Almost every watch continues to bring its moments of awe at the sublime beauty surrounding us: the evening a school of pygmy killer whales played in our bow waves; the pinks, purples and oranges the sun paints the clouds as it sets a little later every evening on our journey south; and this morning when we saw a bright flash of rainbow suspended in a cloud at sunrise. The rainbow is a symbol of hope the world over which transcends the scientific explanation behind this regularly occurring phenomenon formed by the meeting of sunshine and water.
And herein, perhaps, lies the pathway towards finding an answer for our challenge. We need to engage people around the world in the fight to preserve the beauty and biodiversity of our oceans. We need to use the groundbreaking science we are collecting on board as a tool, but also engage people in an emotional response to the problems of plastic pollution.
A little over 200 years ago, the great explorer and scientist Alexander Von Humboldt travelled through Latin America. The Humboldt Current is named after him, an upwelling current bringing nutrients up from the deep but also bringing with it some of the tide of plastic which makes its way into the South Pacific Gyre. Humboldt’s scientific method encompassed art history, poetry and politics but in the intervening years scientists have pursued ever-narrowing areas of expertise.
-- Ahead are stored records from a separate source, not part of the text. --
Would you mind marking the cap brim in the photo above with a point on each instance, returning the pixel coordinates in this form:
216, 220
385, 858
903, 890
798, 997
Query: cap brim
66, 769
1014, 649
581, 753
The crew on board this eXXpedition voyage has been selected for our multidisciplinary set of skills and we need to work together to rediscover a multidisciplinary approach. In a world where we tend to draw a demarcation line between science and the arts, the subjective and objective, we need to reconnect science with our emotions, because we only protect what we love. I would like to think that this morning’s rainbow is nature’s way of telling us that there is hope for our oceans if we can find ways to make people around the world fall back in love with the science and poetry of this boundless deep blue sea.